WHAT was initially thought to be a task that would require up to two months to complete took only days, cutting short the wait for families who lost loved ones in the May 13 footwear factory inferno in Valenzuela City.
The DNA-based identification process for the dead in the Kentex fire may be considered “one of the fastest in Philippine history,” according to Deputy Director Emmanuel Aranas of the Philippine National Police Crime Laboratory.
On the day of the fire, only three of the 74 casualties were immediately identified while the rest of the charred remains were temporarily interred less than 48 hours later in a public cemetery, their tombs marked only with numbers pending DNA tests.
On May 28 or 15 days after the tragedy, the PNP’s Scene of the Crime Operatives (Soco) unit was able identify 60 more bodies. On June 11, eight more were identified, bringing the total to 71. Earlier this month, the PNP identified all but one as the lone unidentified body, according to Aranas, was too badly burned for the retrieval of DNA samples.
Of the total number of fatalities, 28 were males while 45 were females. The police have yet to determine the gender of the last unidentified victim.
Among those affected by the grim confirmation was Bienvenido Falalimpa, who was finally told with certainty that his son Jessie was among the Kentex workers who perished.
“It’s painful (to hear it now) because I was still hoping he survived,” said Bienvenido who hails from Pasi, Iloilo province.
Before the fire took away his son, their family was still bearing the scars from another mass killer that struck two years earlier. When Supertyphoon “Yolanda” lashed Central Visayas and destroyed their home in 2013, Jessie promised to help “fix our house,” he
recalled.
Chief Insp. Lorna Santos, head of the PNP Crime Laboratory’s DNA branch, said a software developed by the US Federal Bureau of Investigation (FBI) was used to identify the victims.
The Combined DNA Index System (CODIS), a software donated to the PNP by the US government, made it easier and faster to identify the bodies, she added.
Still, the process began with the rather simple method of taking buccal swab samples from the cheeks or mouth cavity of the victims’ relatives. Samples were taken from an average of three relatives per victim.
Forensic experts then took DNA samples from the victims’ remains and encoded them into an index with those taken from the relatives, Santos explained.
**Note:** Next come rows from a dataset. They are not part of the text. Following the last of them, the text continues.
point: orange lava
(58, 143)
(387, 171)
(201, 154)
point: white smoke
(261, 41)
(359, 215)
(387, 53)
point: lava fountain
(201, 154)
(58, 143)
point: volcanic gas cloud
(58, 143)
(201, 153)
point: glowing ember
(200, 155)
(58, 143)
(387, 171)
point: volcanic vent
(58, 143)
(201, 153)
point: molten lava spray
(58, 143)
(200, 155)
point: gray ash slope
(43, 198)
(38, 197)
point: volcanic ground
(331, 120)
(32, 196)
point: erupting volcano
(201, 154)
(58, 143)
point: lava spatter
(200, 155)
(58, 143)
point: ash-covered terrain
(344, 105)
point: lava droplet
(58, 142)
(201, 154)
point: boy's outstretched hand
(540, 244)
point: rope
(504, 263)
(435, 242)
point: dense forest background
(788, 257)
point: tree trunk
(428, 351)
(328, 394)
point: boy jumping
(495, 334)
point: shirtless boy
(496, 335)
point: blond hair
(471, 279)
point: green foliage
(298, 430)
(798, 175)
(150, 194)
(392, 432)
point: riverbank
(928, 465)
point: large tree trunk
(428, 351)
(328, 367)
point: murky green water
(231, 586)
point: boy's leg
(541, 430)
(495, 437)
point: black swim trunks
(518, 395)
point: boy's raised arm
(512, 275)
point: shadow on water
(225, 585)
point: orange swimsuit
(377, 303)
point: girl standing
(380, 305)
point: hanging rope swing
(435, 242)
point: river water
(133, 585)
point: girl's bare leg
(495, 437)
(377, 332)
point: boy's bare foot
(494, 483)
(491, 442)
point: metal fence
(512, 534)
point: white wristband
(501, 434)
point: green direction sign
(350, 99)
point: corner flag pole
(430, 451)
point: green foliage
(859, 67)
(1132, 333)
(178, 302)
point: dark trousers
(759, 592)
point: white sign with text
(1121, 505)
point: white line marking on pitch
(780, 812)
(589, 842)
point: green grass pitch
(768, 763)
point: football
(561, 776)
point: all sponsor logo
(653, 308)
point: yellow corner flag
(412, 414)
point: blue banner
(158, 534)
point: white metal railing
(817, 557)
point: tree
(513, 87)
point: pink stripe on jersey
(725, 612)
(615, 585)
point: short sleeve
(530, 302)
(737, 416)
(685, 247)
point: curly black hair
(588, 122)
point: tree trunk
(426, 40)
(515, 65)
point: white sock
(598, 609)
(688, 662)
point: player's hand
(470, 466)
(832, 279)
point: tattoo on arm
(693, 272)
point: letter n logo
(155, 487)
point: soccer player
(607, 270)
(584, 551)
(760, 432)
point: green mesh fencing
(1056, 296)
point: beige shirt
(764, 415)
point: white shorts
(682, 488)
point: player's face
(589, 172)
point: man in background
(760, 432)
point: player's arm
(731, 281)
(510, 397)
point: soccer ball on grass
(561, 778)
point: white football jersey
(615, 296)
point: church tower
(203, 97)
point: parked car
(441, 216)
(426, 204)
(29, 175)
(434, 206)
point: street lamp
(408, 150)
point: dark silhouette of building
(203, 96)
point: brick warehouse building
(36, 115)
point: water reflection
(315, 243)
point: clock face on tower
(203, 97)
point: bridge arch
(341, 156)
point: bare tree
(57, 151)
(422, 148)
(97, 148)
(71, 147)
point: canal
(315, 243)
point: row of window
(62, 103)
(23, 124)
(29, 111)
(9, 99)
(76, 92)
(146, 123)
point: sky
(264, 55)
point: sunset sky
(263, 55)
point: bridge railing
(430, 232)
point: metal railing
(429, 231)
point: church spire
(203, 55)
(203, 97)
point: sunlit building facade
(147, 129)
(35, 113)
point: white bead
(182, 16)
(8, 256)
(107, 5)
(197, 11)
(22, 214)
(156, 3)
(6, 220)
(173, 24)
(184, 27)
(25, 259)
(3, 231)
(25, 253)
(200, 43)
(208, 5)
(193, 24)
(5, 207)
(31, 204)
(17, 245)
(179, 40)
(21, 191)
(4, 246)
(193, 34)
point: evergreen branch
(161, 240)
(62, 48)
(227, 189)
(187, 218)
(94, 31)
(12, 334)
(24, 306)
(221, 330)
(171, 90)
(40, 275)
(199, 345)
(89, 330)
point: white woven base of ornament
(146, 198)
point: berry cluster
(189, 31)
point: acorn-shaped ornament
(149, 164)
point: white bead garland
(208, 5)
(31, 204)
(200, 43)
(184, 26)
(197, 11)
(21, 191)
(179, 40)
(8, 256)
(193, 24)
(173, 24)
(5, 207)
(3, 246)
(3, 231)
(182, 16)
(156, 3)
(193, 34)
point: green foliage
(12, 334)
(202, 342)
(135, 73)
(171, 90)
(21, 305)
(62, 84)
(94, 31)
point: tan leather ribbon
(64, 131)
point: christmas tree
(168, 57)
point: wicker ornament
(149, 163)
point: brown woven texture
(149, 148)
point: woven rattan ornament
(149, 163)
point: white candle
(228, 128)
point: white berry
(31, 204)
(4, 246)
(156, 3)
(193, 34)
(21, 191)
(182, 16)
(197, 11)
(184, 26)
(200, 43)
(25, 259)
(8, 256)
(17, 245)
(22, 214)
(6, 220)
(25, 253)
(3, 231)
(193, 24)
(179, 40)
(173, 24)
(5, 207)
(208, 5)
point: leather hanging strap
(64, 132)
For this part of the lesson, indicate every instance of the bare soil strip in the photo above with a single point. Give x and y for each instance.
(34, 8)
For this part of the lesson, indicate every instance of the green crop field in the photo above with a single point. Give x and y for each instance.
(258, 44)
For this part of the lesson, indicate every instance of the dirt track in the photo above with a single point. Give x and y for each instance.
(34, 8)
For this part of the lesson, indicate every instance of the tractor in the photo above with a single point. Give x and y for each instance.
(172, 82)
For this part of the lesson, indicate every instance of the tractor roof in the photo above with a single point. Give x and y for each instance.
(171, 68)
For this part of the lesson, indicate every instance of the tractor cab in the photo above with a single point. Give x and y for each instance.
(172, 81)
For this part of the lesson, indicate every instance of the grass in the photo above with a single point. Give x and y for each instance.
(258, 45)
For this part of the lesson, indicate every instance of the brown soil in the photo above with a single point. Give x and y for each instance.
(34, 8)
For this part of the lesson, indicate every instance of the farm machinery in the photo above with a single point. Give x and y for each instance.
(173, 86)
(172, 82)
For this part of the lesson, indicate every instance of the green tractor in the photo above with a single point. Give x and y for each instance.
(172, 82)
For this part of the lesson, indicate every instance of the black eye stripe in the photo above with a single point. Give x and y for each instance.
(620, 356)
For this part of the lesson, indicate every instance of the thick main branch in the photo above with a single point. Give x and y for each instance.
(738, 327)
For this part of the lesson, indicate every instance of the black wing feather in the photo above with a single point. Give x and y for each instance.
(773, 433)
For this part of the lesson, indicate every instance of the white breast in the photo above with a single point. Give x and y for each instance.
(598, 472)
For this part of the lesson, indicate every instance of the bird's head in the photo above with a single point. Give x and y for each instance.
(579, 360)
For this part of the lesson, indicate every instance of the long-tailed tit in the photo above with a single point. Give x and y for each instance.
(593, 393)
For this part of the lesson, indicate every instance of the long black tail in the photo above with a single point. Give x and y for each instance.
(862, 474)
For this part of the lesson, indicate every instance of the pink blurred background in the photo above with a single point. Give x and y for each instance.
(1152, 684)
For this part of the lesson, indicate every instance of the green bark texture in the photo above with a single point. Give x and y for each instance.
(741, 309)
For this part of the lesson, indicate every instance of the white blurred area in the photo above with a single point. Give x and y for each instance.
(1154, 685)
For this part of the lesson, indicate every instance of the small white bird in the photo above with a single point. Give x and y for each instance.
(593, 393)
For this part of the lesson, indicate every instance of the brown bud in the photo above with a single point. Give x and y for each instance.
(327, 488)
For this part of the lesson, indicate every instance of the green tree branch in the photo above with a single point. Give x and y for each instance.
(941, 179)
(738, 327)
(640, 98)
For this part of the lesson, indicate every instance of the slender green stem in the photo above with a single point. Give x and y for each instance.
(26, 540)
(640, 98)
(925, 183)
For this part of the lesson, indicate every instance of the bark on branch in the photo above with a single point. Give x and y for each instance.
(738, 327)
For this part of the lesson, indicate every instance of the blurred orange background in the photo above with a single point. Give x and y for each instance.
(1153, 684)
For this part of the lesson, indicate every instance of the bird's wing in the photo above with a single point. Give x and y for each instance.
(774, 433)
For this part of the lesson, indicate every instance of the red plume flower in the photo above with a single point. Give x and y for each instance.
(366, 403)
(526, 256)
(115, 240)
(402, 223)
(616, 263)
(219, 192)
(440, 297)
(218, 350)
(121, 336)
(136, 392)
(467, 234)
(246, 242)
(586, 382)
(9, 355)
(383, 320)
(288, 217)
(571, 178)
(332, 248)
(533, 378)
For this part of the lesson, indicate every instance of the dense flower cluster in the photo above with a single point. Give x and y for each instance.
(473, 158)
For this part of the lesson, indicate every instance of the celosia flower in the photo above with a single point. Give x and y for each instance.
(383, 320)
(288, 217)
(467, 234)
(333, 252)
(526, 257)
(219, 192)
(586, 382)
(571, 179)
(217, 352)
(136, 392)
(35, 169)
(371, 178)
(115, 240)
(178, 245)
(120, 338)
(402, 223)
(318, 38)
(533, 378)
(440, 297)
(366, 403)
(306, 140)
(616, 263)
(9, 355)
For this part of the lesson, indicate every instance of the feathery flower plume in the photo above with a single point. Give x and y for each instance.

The CODIS software then found matches between the DNA profiles of the living and the dead.
The software was first used in identifying the more than 100 victims of a sea collision in Cebu City—between the passenger ferry St. Thomas Aquinas and the cargo ship Sulcon Express Seven—in August 2013, she said.
The cooperation of the relatives and the Valenzuela City government also made the identification process easier. Further confirmations were made based on the personal items recovered from victims such as jewelry or fragments of clothing.
Valenzuela Mayor Rexlon Gatchalian said the city government would soon meet with the grieving families in small groups to help them if they wish to exhume the now-identified bodies from Arkong Bato Cemetery for cremation or reburial in their home provinces.